Ambulance staff who come to the aid of people across Warwickshire who have suffered a cardiac arrest may give patients a ‘dummy’ drug instead of adrenaline.
The West Midlands Ambulance Service, which serves Warwickshire, has agreed to take part in a Warwick University medical trial which is being launched following concerns that adrenaline may cause severe brain damage and may not help overall survival.
As part of the trial, which starts in the autumn, ambulance staff will inject roughly half of its cardiac arrest patients with adrenaline and the others with a salt solution placebo.
But the patients will not be able to give their consent as to whether they wish to take part, as they would be unconscious.
The ambulance trust’s medical director Dr Andy Carson said: “Although adrenaline has been used for many years in cardiac arrest management, there is growing evidence that it may result in poorer outcomes for patients, hence the need for a trial.
“We know that a number of survivors of cardiac arrest suffer from brain damage due to a lack of oxygen.

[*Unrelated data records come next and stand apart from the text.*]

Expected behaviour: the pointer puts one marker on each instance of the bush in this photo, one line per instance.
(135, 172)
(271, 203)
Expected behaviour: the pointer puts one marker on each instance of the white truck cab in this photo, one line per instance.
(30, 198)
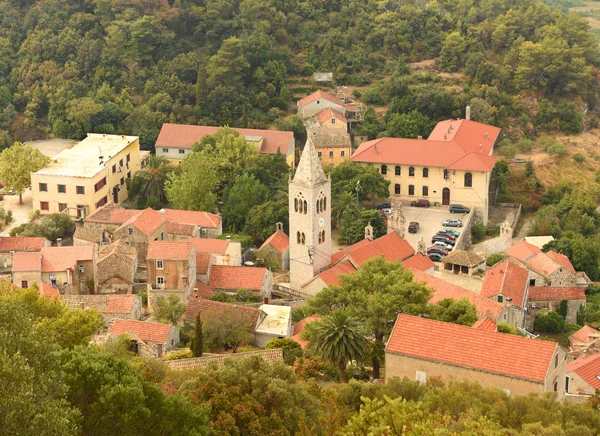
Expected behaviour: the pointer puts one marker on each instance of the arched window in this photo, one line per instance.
(468, 180)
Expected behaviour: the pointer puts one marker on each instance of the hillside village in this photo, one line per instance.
(129, 264)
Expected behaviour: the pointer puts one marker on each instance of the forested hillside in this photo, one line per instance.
(68, 67)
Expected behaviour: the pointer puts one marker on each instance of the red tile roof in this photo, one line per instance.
(27, 262)
(196, 217)
(508, 279)
(588, 368)
(185, 136)
(442, 290)
(472, 348)
(146, 331)
(278, 240)
(60, 258)
(121, 304)
(317, 95)
(523, 250)
(175, 250)
(582, 336)
(237, 277)
(207, 245)
(485, 324)
(551, 293)
(207, 307)
(21, 243)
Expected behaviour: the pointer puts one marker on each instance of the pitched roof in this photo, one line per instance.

Developments in brain imaging are now suggesting that the use of adrenaline, whilst helping to restart the heart, may cause more harm than good, as it is known to cause brain damage in a number of cases.”

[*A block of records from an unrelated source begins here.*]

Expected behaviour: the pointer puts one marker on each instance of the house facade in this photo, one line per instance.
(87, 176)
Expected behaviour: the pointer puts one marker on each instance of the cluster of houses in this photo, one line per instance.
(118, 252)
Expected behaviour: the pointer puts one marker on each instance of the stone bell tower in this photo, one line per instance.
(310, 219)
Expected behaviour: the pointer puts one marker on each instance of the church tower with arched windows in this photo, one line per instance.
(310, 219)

He said cardiopulmonary resuscitation (CPR) and defibrillation will still be used as normal, while patients with conditions requiring adrenaline will continue to receive it. Those who have suffered heart attacks will not be affected as adrenaline is not currently used in their treatment.
Dr Carson added: “Taking part in this trial is important as it could save the lives of literally hundreds of patients over the coming years.”
Other ambulance trusts across the country will also be taking part in the trial.